The flow begins with a question that the conversation manager hands to the survey agent. Stage 1 (evaluation) calls the LLM client with the evaluation prompt and receives a clarity score, reasoning, and problem types. If the score is below the configured threshold and the maximum follow-up depth has not yet been reached, stage 2 generates a concrete follow-up. This follow-up is passed back through the conversation manager into the agent as a new answer round. As soon as an answer is judged sufficiently clear or the follow-up depth has been exhausted, stage 3 condenses the entire conversation into a structured final answer with a main category, specific items, and a confidence value.

Role of the LLM in the pipeline

The language model is used in each pipeline stage for a clearly bounded task: evaluation, follow-up generation, and structuring. All calls use a low temperature for deterministic results and are run in JSON mode so the outputs can be mapped directly into typed data objects. The application maintains a strict separation between model output and business logic: values are validated against allowed ranges (clarity score clamped to 0–1, problem types matched against a whitelist), and invalid or missing fields are replaced without blocking downstream processing.

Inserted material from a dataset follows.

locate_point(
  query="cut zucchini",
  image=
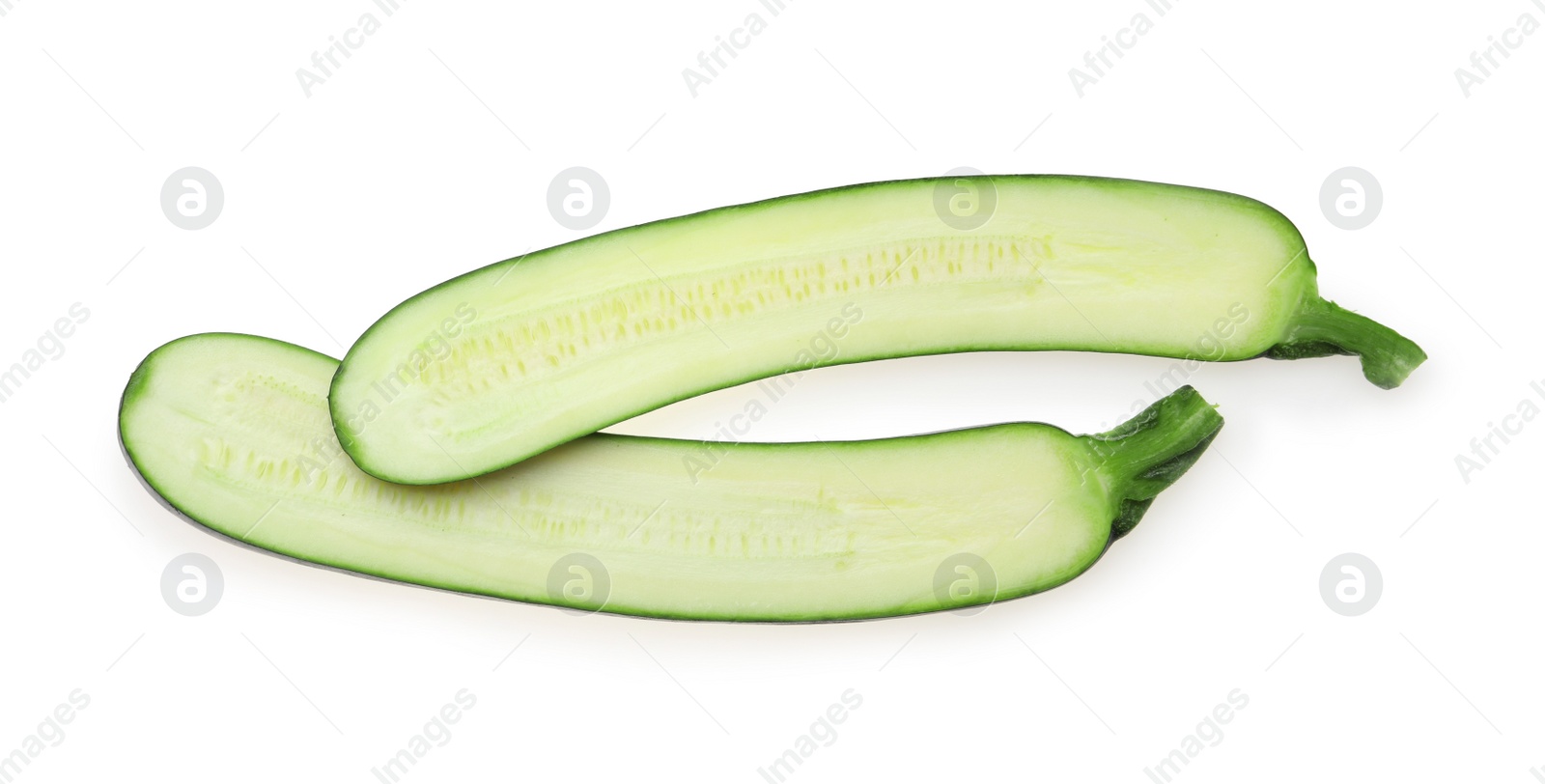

Concurrency and robustness

All LLM calls are asynchronous and bounded by a per-call configurable timeout. A retry policy absorbs transient endpoint errors. If a stage ultimately fails, rule-based fallbacks take over the processing — for example, a heuristic clarity score based on word count and known indicator terms, or a pre-built follow-up question. As a result, the user-facing flow remains uninterrupted even with an unstable LLM connection. Performance metrics are recorded per operation and phase and presented in the UI as aggregated statistics.

Configuration and deployment

Configuration is split into two YAML files: a central file for the LLM connection, evaluation thresholds, logging, and persistence; a second one for the survey definition itself. Environment variables with the SURVEY_ prefix can override individual values at runtime. The application ships as a Docker container that exposes a single HTTP port (Gradio, 7860) and runs a periodic health check against the root path.

Technology overview

  • Language and runtime: Python 3.11.
  • Web UI: Gradio (tab layout, chatbot component, live updates).
  • Data models and validation: Pydantic.
  • LLM connectivity: OpenAI Python SDK against an OpenAI-compatible chat-completion API; asynchronous calls via asyncio.
  • Configuration: YAML (PyYAML), python-dotenv for environment variables.
  • Logging: Loguru, with rotation and retention.
  • Containerization: Docker; single container, health check on the web port.
  • Persistence: JSON files for sessions and final answers, log file for runtime information.